The Raven (1935)
7/10
"Do I look Different?"
11 July 2010
Warning: Spoilers
The Raven is the second teaming of Karloff and Lugosi, and this time it's Bela who's the black-hat bad guy, while Boris takes on the sympathetic brute-role he did so well. There's plenty of black humour to be had - the above dialogue is uttered by Karloff after Lugosi's mad surgeon has hideously distorted his face - and the last twenty minutes gives us serial-style thrills as the poor saps lured to Lugosi's house appear doomed to take the place of some of Poe's protagonists.

The Raven opens splendidly; a quick car-crash and we are soon off to Dr. Richard Vollin's (Lugosi) house, where we get a splendid short rendition of Poe's poem, Lugosi's profile wonderfully contrasted with a looming stuffed Raven. Judge Thatcher (Samuel S. Hinds) begs Vollin to save his daughter Jean (Irene Ware) who has suffered a serious head injury in the crash we witnessed at the beginning of the movie. Initially reluctant, Vollin gives in and saves Jean's life, developing a Poe-like infatuation for her in the process.
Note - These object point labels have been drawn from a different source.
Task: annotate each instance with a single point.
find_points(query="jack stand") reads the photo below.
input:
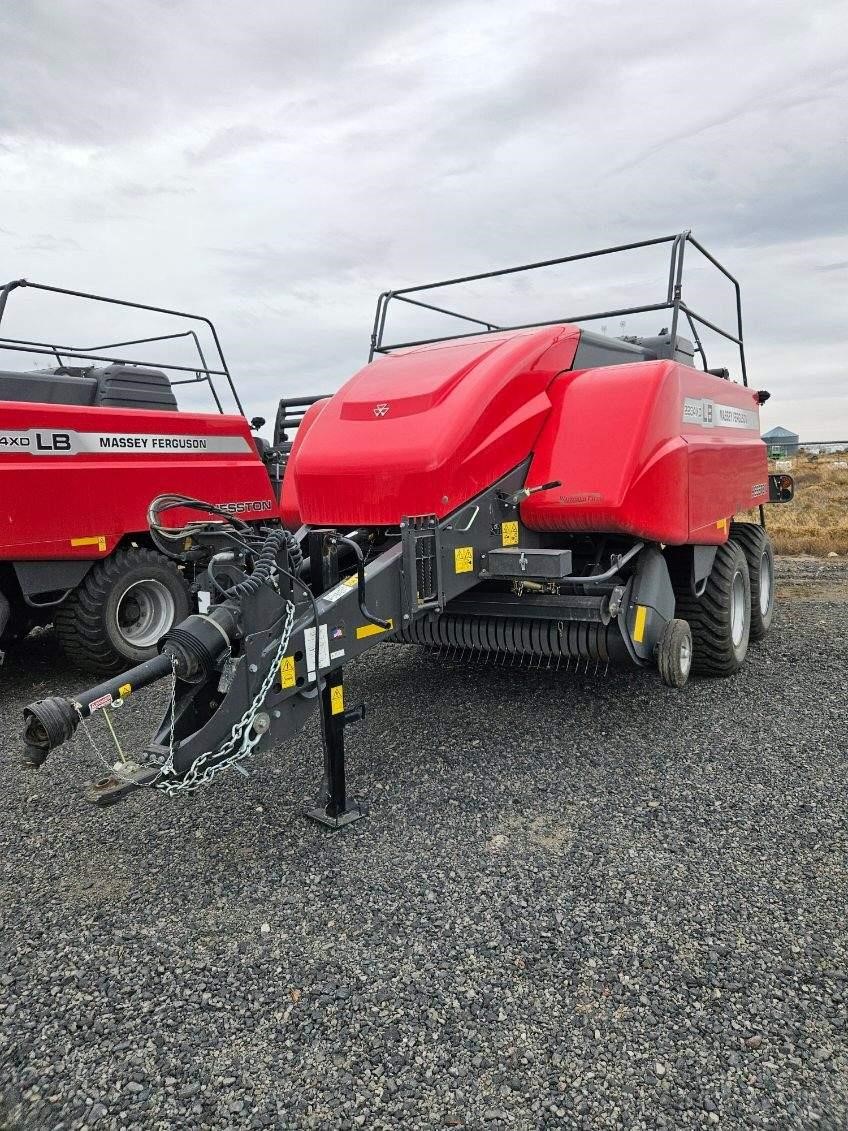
(334, 809)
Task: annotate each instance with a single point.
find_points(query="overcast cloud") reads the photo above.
(276, 165)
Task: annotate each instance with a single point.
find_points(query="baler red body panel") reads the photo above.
(652, 449)
(57, 503)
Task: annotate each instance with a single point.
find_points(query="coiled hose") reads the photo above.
(266, 562)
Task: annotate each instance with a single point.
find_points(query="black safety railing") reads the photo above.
(673, 301)
(202, 373)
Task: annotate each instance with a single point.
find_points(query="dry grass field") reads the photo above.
(816, 520)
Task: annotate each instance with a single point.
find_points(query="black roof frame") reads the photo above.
(202, 372)
(673, 301)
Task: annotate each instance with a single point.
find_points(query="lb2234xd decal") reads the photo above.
(707, 413)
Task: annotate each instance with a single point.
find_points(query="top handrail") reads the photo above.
(674, 300)
(202, 372)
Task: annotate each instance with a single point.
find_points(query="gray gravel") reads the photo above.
(578, 901)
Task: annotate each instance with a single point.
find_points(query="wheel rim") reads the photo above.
(767, 581)
(145, 612)
(737, 609)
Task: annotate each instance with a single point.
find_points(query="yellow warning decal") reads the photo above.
(363, 630)
(509, 534)
(97, 540)
(464, 560)
(337, 700)
(286, 672)
(639, 623)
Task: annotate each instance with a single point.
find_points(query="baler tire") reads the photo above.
(674, 654)
(760, 553)
(715, 652)
(87, 623)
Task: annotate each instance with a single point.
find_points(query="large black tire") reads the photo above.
(124, 604)
(760, 553)
(674, 654)
(720, 618)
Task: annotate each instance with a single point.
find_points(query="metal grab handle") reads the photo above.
(361, 579)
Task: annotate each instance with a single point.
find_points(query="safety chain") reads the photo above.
(199, 773)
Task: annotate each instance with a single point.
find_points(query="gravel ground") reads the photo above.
(578, 901)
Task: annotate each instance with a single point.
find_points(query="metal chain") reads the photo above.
(199, 773)
(193, 777)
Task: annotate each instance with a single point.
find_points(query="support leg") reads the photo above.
(334, 809)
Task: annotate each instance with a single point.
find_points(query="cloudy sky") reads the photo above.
(276, 164)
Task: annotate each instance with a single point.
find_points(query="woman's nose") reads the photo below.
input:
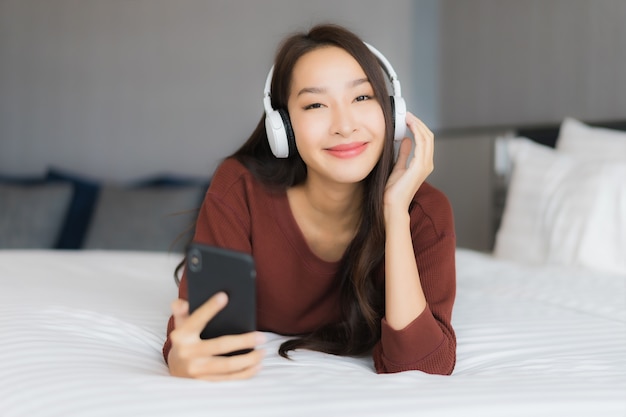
(343, 123)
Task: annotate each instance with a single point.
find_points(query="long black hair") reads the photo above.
(362, 300)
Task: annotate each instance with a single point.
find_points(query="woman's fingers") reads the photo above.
(197, 320)
(193, 357)
(226, 344)
(222, 367)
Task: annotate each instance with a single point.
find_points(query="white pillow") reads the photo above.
(591, 143)
(563, 210)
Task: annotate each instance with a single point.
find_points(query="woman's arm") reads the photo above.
(419, 266)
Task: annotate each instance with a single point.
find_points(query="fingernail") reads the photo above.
(260, 338)
(221, 297)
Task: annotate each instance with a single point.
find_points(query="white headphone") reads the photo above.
(278, 127)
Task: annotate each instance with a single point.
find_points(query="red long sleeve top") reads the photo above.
(297, 291)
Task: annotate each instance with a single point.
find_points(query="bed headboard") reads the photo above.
(548, 134)
(544, 134)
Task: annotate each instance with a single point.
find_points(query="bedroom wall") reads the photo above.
(534, 61)
(126, 89)
(121, 89)
(509, 62)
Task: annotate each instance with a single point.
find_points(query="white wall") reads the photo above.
(122, 89)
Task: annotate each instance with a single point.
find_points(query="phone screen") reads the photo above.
(211, 269)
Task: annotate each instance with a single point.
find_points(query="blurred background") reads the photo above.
(123, 89)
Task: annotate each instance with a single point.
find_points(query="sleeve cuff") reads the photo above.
(413, 343)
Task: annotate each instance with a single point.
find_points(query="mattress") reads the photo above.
(82, 333)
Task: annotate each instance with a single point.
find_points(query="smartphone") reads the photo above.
(212, 269)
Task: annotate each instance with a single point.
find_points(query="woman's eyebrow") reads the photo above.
(321, 90)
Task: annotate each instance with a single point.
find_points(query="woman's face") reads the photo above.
(337, 122)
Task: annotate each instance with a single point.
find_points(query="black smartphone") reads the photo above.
(212, 269)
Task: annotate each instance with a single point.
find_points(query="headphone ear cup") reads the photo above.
(276, 134)
(290, 137)
(398, 110)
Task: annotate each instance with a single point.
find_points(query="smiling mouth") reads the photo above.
(347, 150)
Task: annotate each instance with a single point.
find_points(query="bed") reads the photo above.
(82, 332)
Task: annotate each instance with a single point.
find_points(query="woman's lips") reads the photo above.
(347, 150)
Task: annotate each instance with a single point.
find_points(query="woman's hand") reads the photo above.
(405, 180)
(193, 357)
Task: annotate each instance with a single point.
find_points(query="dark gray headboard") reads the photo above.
(546, 135)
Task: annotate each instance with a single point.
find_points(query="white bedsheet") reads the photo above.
(81, 335)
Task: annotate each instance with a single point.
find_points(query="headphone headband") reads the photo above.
(278, 126)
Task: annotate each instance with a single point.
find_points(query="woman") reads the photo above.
(354, 253)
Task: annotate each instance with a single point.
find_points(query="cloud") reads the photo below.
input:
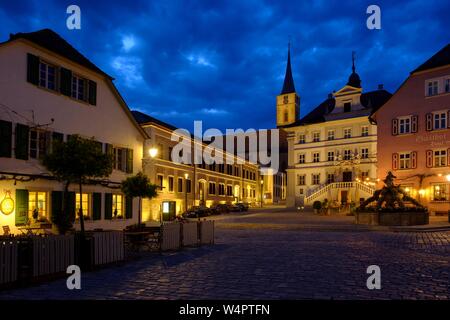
(129, 70)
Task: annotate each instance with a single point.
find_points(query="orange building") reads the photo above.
(414, 133)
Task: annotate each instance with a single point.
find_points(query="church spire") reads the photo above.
(354, 79)
(288, 85)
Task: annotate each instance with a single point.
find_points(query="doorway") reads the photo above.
(347, 176)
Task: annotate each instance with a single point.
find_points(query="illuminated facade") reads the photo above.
(414, 133)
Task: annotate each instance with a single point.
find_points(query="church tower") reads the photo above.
(288, 102)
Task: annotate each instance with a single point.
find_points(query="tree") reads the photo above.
(139, 186)
(76, 161)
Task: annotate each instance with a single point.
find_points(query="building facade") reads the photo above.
(49, 91)
(332, 150)
(182, 185)
(414, 133)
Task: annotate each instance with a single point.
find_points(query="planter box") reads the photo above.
(392, 218)
(8, 261)
(170, 236)
(206, 232)
(189, 234)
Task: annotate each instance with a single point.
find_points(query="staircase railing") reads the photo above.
(339, 185)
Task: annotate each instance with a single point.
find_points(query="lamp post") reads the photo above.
(448, 188)
(186, 176)
(262, 186)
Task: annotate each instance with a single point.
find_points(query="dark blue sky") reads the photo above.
(223, 62)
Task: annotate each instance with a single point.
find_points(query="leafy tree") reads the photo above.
(139, 186)
(76, 161)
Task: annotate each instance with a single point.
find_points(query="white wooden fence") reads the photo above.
(8, 261)
(52, 254)
(107, 247)
(170, 236)
(189, 234)
(206, 232)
Perhaps somebody saw the early rushes for Mad Love as the situation is almost identical.

Enter Karloff's San Quentin escapee Edmond Bateman, seeking a new face from Vollin, in a strange echo of one of his victims during a bank job. Unwilling to give Bateman the combination of the safe, he suffers an acetylene torch in the eyes for his trouble. Vollin, rejected by Judge Thatcher as a suitor for Jean, realises he can use Bateman in a scheme of revenge....

Lugosi was never more gloriously over the top than here. It's great fun to watch him put his murderous scheme into action, and Karloff, who surprisingly has a more limited part, does well too. Bateman wants to change his ways, but once made hideously ugly, is forced to do Vollin's will if he wants a cure. Actually Karloff's makeup is unintentionally funny. Poor Boris, second best again to Lugosi.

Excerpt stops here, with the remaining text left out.